A few years ago, soon after our mother died my dad, my siblings, and our spouses made the trip along the road up into Toquepala. As we drove up that dry brown dusty road I suddenly had the feeling that my mother had joined us on our pilgrimage back to our beginnings. It made me consider that over 50 years ago she made that same journey with four tiny children. She must have been wondering "what have I gotten myself into?", but she bloomed where she was planted and made a wonderful home. I’ve also thought many times about the next choice she made—to have a baby! The hospital the mining company was building was not yet complete—all they had was a small chicken-coop-shaped clinic. She already had her hands full with more children than the 3.67 average of the time. She could have stopped right then and settled in to raise the ones she had, but instead she chose me. I was a big baby (9 lbs. 10 oz.) and the labor was harder than any she ever experienced, but she and I somehow survived and she brought me home on Christmas Day 1958. She never held it against me, that I hurt her so badly. Instead she filled my childhood with fun and music and joy. I always felt secure in her love—even when she discovered me being bad.

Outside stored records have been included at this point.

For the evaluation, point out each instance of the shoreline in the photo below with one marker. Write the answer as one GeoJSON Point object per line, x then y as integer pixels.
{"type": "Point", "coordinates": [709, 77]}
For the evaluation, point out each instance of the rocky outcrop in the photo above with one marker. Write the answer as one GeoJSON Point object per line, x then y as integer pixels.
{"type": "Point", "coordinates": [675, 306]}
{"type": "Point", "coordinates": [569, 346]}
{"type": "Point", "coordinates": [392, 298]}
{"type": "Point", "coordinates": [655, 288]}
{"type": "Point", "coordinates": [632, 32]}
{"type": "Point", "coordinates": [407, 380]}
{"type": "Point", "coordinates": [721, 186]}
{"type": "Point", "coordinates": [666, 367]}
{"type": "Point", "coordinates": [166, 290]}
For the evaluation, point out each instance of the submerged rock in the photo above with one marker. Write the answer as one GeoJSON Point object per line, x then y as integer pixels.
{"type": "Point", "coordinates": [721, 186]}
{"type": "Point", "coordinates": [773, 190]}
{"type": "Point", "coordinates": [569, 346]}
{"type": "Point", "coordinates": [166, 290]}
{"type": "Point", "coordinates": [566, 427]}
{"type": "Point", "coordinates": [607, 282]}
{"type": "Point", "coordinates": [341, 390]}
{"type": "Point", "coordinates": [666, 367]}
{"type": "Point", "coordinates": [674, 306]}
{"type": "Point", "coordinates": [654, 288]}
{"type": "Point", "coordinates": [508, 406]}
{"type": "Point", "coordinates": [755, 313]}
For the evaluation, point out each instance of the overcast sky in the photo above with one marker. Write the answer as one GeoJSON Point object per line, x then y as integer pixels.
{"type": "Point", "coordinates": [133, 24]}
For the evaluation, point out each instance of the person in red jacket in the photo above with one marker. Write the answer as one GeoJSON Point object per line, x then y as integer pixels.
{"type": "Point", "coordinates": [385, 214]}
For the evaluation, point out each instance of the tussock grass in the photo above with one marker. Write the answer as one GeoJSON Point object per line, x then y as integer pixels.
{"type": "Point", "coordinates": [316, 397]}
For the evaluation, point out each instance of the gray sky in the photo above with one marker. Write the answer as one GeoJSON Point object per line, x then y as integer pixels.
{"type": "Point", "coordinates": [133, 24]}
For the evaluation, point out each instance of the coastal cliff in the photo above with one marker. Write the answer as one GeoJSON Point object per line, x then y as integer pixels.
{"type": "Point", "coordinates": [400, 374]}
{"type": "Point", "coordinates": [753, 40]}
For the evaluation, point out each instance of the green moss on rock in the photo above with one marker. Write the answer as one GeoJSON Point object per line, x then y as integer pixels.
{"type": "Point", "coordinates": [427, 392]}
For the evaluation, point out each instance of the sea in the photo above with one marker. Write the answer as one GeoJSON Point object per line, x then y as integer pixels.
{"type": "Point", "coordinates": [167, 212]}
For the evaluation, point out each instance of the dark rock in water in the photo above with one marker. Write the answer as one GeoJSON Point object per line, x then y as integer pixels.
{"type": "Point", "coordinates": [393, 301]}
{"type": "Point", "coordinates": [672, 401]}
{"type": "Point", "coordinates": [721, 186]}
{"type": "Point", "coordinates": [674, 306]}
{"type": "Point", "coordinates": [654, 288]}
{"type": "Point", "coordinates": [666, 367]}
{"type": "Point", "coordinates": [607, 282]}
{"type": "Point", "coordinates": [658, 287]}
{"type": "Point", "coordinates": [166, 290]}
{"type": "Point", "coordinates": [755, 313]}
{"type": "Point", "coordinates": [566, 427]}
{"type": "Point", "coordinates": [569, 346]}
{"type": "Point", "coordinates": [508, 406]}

My mother was articulate, intelligent, and a remarkable leader (she served multiple times as President of the Relief Society, and she finished her career as head of the Utah County Public Health Department). She was wise and firm. She was kind and compassionate. She had many talents and interests. She could have been anything she wanted, but what she wanted most, what she felt was more important than any of those other possibilities was me! She gave up the rest of her options for me and, one must presume ;->, the rest of my siblings. She gave us all the best of herself. She gave her money, herself, and her time and all who knew her were enriched. I continue to meet people who, when they find out who my mother was, tell me stories of her kindness to them and of their admiration for her. In her final years with the descent into ever more debilitating dementia she lost her memories and ultimately much of her motor skills and bodily functions, but she never lost her warm kindness, her winning smile, or her love of music. There were many times toward the end that she didn’t recognize me but when I played my guitar and/or sang she could sing along at the beginning of the disease, later she’d tap her leg to the rhythm, and even at the very end she’d get calm and listen peacefully. Many of our children never really knew her when she was lucid. I look forward to that great reunion where they’ll see her as she is…glorious and remarkable. Like Abraham Lincoln I had an angel mother and her legacy will continue in the lives of her posterity long after they know who to thank. Our choices and attitudes are not our own—we owe them to the rising generation.
Let’s make them matter!

A wonderful tribute, Joe. Thank you.